In Alzheimer’s disease amyloid peptides (Ab) can aggregate to mitochondria and interact with Ab alcohol dehydrogenase (ABAD) to induce cytochrome C release and ROS production. Contemporary altered activity of Krebs cycle enzymes (KC), complexes of respiratory chain, and proteins involved in mitochondria fusion and fission leads to impaired mitochondrial remodeling and ROS production. Similar readouts on mitochondrial physiology are observed in Parkinson’s disease. Aggregation of mutant synuclein (syn) impair activity of respiratory complex I similarly as many pro-parkinsonian compounds. In this scenario should be added the activity of mutant proteins such as PINK1, DJ-1, Parkin, LRRK2 that impair mitochondrial modeling and recycling as promoting induction of cytochrome C release. In Huntington disease mutant huntingtin (carrying poliQ expansion) can impair activity of II respiratory complex (with consequent ROS production) and mitochondria transport along filaments in axons. Also superoxide dismutase 1 (SOD1) mutations causing ALS can induce appearance of toxic mitochondrial aggregates that lead to improved toxic ROS production. Altered protein or OXPHOS complexes activities are shown with a plus or minus symbol in a circle, mutant proteins instead are marked by an M in a circle.

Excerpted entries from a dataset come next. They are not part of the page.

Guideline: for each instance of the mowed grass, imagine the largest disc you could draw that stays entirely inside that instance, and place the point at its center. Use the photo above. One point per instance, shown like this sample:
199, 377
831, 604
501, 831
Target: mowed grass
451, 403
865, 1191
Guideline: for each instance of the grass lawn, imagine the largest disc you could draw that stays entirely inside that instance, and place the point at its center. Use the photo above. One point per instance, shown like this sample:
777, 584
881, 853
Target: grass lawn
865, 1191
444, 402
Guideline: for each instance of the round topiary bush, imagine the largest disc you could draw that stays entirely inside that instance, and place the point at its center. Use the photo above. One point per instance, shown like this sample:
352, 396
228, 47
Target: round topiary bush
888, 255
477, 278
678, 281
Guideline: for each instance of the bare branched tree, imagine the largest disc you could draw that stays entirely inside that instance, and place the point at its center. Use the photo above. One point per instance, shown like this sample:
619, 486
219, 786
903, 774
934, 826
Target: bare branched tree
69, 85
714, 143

Figure 10. Schematic view of various compounds that reduce oxidative stress in diseases mentioned in the text and their correlation with neurodegenerative disorders.

Mitochondrial selective compounds can act in directly buffering ROS production, such as Szeto–Shiller peptides (SS), vitamine E or coenzyme Q (CoQ), and derivatives. Buffering of ROS production could by obtained by inhibiting interaction between Keap1 and the nuclear respiratory factor 2 (NRF2). Restoration of mitochondrial functions has been also obtained by the use of drugs targeting Kreb’s cycle, such as lipoic acid, acetyl-l-carnitine (ALCAR), or creatine.